During the classical period of Persian (and [ɒ:], the use of digraphs (which can lead to homography, e.g. sh = š , but the combination of corresponding consonants is found in some Persian words).

The Persian language belongs to the Iranian group of the Indo-European family of languages ​​and goes back to the dialects of the ancient Aryans (Indo-Iranians), some of which in the late II - beginning 1st millennium BC e. advanced from Central Asia to the west of the Iranian plateau, where in the historical region of Parsa (Fars) they became known as the Persians.

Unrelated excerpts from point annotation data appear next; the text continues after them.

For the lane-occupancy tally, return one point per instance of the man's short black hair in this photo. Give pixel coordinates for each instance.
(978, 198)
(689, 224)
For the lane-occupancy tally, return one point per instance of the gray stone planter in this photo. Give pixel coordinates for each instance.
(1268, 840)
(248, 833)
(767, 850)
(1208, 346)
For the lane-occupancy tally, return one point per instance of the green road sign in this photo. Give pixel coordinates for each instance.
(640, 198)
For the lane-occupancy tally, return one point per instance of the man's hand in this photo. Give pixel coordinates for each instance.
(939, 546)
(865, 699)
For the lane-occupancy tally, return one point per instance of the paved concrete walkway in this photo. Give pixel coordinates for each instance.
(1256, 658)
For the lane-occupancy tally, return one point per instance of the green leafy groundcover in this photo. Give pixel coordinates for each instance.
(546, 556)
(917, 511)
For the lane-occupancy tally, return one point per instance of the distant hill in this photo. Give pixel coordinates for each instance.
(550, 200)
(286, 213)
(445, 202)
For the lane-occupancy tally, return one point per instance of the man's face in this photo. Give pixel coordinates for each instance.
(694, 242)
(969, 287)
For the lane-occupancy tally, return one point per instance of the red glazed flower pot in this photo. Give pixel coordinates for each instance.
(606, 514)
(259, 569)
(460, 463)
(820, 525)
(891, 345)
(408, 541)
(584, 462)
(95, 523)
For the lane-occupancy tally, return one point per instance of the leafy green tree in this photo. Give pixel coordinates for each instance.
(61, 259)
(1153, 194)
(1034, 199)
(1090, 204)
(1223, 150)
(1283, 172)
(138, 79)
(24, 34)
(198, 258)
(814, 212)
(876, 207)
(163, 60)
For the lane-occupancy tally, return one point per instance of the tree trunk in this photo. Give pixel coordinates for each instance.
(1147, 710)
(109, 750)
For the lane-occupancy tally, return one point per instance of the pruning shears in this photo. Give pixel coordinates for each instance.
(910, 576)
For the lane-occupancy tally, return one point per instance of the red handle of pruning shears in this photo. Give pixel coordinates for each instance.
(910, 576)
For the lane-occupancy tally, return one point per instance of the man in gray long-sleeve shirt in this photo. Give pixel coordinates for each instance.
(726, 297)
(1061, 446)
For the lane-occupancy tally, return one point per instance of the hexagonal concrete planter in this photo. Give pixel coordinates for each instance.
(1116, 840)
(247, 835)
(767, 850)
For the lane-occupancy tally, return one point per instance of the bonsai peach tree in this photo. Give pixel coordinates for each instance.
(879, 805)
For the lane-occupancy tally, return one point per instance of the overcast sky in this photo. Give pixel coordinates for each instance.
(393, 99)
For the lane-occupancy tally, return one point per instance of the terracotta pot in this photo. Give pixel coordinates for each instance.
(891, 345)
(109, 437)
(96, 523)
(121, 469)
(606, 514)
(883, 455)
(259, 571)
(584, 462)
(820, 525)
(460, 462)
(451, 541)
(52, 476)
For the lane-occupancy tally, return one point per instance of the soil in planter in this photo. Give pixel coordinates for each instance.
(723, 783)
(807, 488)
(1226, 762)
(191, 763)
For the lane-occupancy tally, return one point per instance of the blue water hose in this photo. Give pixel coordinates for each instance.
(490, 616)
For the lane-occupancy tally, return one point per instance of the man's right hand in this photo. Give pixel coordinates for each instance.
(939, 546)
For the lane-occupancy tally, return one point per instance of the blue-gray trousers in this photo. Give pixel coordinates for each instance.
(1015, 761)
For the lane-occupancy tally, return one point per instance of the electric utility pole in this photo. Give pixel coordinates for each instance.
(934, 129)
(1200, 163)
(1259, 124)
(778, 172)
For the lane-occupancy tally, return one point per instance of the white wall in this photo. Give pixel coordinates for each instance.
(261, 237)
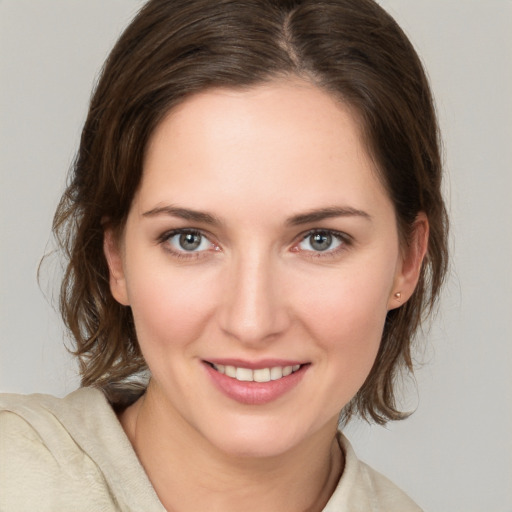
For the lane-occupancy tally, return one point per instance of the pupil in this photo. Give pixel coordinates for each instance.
(321, 241)
(190, 241)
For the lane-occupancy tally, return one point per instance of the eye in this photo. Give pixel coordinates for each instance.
(187, 241)
(321, 241)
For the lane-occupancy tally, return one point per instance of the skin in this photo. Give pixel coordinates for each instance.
(256, 288)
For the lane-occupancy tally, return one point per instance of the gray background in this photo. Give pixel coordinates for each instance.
(455, 452)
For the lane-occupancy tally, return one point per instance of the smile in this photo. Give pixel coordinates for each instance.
(259, 375)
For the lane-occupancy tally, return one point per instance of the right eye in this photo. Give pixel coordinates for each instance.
(187, 241)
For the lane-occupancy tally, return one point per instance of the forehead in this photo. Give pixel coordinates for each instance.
(288, 142)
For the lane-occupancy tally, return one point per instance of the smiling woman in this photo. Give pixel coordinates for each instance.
(255, 228)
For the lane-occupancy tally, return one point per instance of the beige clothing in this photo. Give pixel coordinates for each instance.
(71, 454)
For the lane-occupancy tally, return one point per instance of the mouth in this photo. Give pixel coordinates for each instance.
(268, 374)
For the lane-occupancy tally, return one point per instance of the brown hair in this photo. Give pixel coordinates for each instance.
(175, 48)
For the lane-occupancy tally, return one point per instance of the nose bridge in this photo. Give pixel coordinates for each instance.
(253, 310)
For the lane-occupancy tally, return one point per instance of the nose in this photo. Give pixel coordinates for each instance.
(254, 309)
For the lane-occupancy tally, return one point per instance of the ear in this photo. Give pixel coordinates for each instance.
(409, 267)
(112, 247)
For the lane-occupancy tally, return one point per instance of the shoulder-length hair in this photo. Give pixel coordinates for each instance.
(176, 48)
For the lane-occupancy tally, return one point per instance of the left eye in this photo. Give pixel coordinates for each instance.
(189, 241)
(320, 241)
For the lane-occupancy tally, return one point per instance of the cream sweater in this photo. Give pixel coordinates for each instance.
(71, 454)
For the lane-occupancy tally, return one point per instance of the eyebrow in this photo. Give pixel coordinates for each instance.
(326, 213)
(184, 213)
(296, 220)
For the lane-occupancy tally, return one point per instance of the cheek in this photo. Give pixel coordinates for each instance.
(345, 312)
(170, 308)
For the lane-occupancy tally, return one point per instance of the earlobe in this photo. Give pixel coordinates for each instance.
(113, 255)
(409, 270)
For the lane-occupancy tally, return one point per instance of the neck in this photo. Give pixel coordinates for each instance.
(189, 474)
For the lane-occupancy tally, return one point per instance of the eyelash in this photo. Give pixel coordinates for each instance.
(344, 239)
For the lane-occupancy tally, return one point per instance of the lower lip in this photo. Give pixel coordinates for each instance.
(255, 393)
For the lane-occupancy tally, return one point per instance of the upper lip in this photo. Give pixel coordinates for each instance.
(254, 365)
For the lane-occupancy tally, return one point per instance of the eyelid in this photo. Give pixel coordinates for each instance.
(167, 235)
(345, 238)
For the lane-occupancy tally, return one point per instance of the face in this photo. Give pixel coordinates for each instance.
(260, 257)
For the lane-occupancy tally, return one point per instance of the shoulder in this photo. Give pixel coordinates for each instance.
(41, 462)
(362, 489)
(68, 454)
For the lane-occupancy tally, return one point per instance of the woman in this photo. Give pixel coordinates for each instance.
(254, 228)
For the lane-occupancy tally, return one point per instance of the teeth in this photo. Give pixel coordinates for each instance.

If ancient Persian monuments are cuneiform rock inscriptions of the Achaemenids of the 6th-6th centuries. BC e. - demonstrate a language with a pronounced inflectional structure of the synthetic type, then its descendant, the Middle Persian language (monuments of the 1st millennium AD) is a language with highly developed analyticism, which has lost the nominal declension and in terms of morphology is significantly close to the modern Persian language.

Thus, the basis of the New Persian language was not the dialects of Fars, as in the case of Old Persian and Middle Persian, but the dialects of Sistan and Khorasan, where local Iranian dialects (primarily the Parthian language) were replaced by Koine Persian in the late Sasanian era. Further to the east, in the territory of Transoxiana (Bactria, Sogdiana, Chach and Fergana) the Persian positions lingua franca greatly intensified with the Islamic conquest, the rapid assimilation of the local eastern Iranian population served as the basis for the emerging Persian-speaking Tajik community. Together with Khorasan, these regions formed a single area, to which the appearance of early literature in New Persian was dated. In particular, in the formation of the New Persian literary language big role played the dialect of Bukhara, which became in the 10th century. the capital of the Samanids and the center of cultural life in the eastern parts of the Caliphate.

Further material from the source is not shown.